Canton Tea's Secret History and the Invention of English Breakfast Tea

Did you know that the Canton Tea Co name has been around for more than 170 years? Below is a photograph of the St Louis, Missouri outlet in the late eighteenth century. And there's still a Canton Avenue in St Louis to this day.

When we set up the company in 2007, we chose the name because Canton was the old name of Guangzhou, the traditional port for China's tea trade and still a major centre for tea.  

We didn't know then that we had inadvertently followed in the footsteps of a pioneering US tea company that invented the world's favourite tea blend. Canton Tea Co was set up by Richard Davies in New York in 1843. Davies was an English apothecary but showed a typical American genius for brand marketing: he decided to create a generic tea blend that would be instantly recognisable to consumers as authentic and consistently good quality. When it came to naming his new blend, the iconic role that tea had played in the American Revolution (google Boston Tea Party if you don’t know what we’re talking about) didn’t stop Davies from calling it ‘English Breakfast Tea’. At the time, this type of tea was almost unknown back in England.

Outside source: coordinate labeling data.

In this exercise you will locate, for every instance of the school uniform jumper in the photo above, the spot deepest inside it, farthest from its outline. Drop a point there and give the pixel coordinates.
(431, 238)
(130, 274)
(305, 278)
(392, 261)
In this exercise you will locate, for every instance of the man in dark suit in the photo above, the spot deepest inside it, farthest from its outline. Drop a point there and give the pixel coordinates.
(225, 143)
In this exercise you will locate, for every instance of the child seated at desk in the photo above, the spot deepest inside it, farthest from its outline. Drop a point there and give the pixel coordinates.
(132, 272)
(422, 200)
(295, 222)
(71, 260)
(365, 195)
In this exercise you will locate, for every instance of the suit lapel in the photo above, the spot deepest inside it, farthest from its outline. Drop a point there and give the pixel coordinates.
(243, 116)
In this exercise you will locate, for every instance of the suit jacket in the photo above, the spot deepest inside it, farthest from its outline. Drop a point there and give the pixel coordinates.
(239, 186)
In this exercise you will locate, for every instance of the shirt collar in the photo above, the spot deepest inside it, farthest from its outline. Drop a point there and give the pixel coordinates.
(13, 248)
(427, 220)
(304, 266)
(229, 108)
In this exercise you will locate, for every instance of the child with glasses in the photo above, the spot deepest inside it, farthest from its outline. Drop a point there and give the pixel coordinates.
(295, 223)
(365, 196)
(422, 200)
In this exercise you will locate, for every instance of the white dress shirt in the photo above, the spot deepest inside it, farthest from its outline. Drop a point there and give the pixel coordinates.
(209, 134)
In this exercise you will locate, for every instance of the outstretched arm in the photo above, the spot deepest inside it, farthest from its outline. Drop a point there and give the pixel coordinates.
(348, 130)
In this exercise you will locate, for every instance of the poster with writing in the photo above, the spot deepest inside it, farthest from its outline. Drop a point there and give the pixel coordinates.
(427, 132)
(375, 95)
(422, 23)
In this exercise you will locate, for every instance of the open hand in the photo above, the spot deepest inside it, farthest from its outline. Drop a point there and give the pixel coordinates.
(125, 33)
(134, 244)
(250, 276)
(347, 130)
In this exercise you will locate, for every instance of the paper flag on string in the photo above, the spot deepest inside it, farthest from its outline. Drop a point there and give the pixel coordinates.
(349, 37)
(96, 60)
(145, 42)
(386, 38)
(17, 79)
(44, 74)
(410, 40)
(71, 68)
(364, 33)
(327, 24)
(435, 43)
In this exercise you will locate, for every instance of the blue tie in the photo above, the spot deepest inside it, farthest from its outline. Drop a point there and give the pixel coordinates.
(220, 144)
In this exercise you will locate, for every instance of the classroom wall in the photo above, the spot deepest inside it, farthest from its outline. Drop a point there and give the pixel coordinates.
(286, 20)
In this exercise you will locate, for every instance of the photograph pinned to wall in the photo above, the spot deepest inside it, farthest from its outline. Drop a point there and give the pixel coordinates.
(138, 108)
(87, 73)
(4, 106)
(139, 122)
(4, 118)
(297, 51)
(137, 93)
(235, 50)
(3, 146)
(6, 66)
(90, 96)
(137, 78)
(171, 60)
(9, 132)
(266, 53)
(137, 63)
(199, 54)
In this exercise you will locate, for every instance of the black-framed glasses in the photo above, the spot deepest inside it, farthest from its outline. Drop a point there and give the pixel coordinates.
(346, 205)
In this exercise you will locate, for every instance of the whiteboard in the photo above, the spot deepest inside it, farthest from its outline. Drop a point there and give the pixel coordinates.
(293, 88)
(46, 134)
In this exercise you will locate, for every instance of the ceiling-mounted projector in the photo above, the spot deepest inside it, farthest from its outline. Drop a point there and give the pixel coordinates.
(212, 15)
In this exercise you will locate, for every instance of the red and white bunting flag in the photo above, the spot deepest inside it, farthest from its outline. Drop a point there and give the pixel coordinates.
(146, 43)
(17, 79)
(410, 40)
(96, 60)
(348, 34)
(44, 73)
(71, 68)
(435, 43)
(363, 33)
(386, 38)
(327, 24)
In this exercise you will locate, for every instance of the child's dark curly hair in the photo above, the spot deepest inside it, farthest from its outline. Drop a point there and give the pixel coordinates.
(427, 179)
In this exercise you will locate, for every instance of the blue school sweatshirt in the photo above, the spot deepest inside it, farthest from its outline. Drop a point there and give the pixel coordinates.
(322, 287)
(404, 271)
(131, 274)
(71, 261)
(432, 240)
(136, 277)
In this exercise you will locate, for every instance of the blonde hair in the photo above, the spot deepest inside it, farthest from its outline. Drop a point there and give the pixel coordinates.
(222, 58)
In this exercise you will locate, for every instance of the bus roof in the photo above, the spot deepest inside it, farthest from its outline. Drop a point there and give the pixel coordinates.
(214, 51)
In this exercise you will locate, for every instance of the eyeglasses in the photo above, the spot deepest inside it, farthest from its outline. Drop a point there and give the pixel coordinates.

Davies’ English Breakfast was a mix of Chinese teas. From our research it was a mix of black tea (Congou), green buds (Flowery Pekoe) and a smattering of oolong (Pouchong). The tea was a big success in New York and exported to England – and beyond – and soon became the Model T Ford of the tea world.

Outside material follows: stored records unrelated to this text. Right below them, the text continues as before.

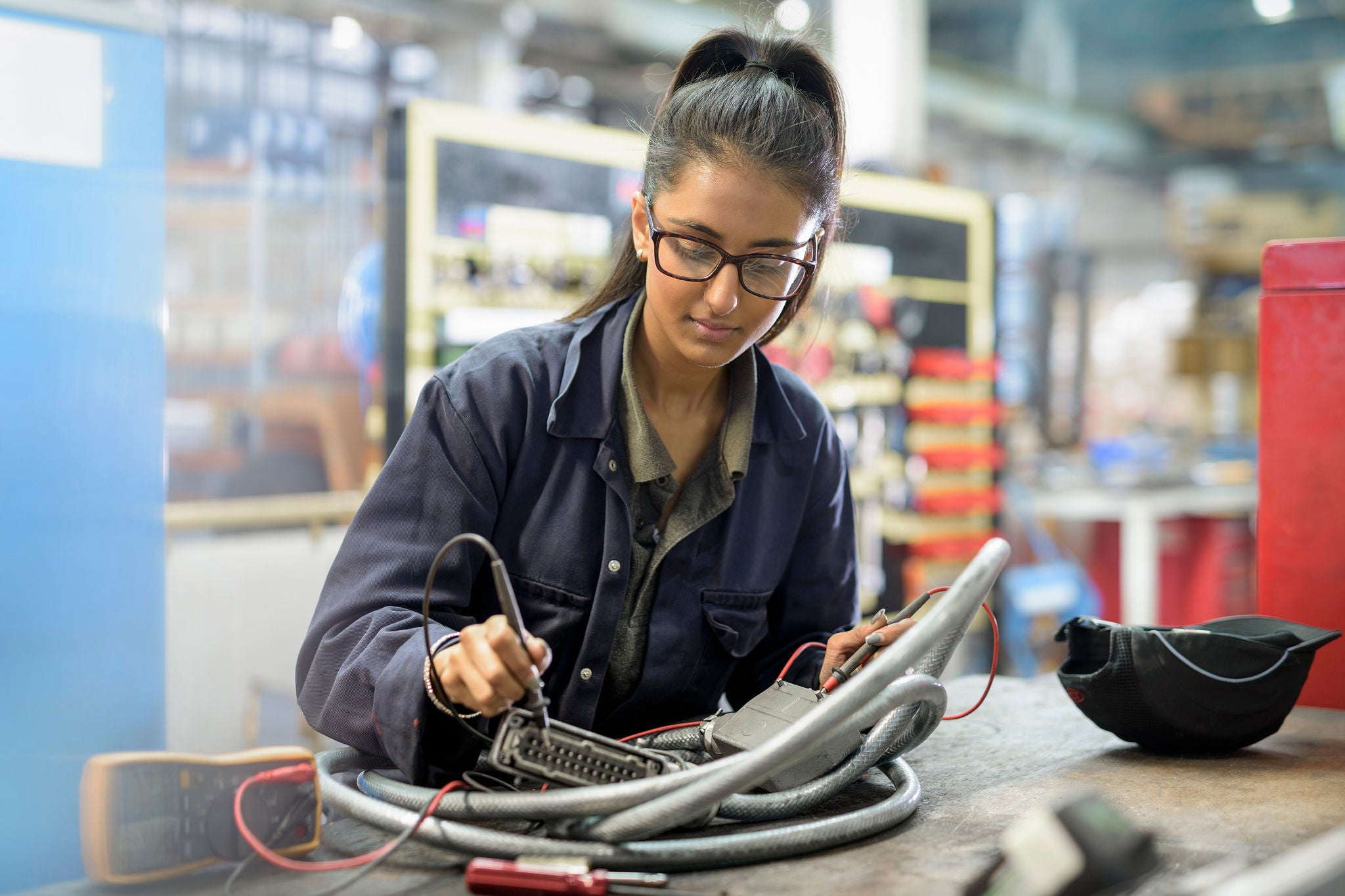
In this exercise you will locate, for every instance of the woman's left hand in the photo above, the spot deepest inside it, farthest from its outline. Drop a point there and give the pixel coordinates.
(839, 647)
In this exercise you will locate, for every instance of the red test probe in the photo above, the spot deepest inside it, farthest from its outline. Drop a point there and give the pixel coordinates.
(502, 878)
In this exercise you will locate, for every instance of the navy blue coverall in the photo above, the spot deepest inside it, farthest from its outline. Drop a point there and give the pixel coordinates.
(517, 441)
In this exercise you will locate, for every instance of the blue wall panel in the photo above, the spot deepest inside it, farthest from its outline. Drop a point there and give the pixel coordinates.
(81, 464)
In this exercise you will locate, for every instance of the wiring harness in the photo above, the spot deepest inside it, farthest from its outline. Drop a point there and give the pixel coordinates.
(898, 700)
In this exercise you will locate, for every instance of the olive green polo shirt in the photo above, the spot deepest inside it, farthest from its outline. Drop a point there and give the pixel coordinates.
(650, 485)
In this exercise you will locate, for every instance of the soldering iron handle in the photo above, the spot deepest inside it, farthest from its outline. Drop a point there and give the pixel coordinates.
(509, 603)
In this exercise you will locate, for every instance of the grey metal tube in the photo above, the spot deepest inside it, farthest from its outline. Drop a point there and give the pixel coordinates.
(942, 629)
(671, 855)
(884, 740)
(849, 706)
(599, 800)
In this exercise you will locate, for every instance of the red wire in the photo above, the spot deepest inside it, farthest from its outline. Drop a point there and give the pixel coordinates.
(994, 664)
(795, 654)
(654, 731)
(304, 773)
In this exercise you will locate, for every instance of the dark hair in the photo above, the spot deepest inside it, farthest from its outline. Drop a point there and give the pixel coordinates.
(770, 105)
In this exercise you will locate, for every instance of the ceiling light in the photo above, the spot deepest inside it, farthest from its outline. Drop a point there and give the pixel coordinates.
(793, 15)
(1273, 10)
(518, 20)
(576, 92)
(346, 33)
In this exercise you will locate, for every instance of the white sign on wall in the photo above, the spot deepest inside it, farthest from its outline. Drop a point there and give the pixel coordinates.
(50, 95)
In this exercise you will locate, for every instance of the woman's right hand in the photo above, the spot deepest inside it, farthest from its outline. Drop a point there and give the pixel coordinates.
(487, 670)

Which brings us back to the modern day Canton Tea Co: not only have we pioneered the supply of high-end Pouchong (from Farmer Xu's farm in Taipei county), we’ve also developed our own retro, high-end take on English Breakfast Tea. As an homage to the original we have recreated Davies’ iconic blend from a heady mix of Dian Hong (Yunnan Black), Keemun and Da Hong Pao (Big Red Robe). We call it Canton 1843 – and it’s pretty special.

It was serendipity to call our business Canton, unaware we had such an illustrious and entrepreneurial heritage in creating the first English Breakfast blend - and now the world’s most ubiquitous tea. And it’s a curious and little known fact that this blend was invented in NYC. Pretty cool huh?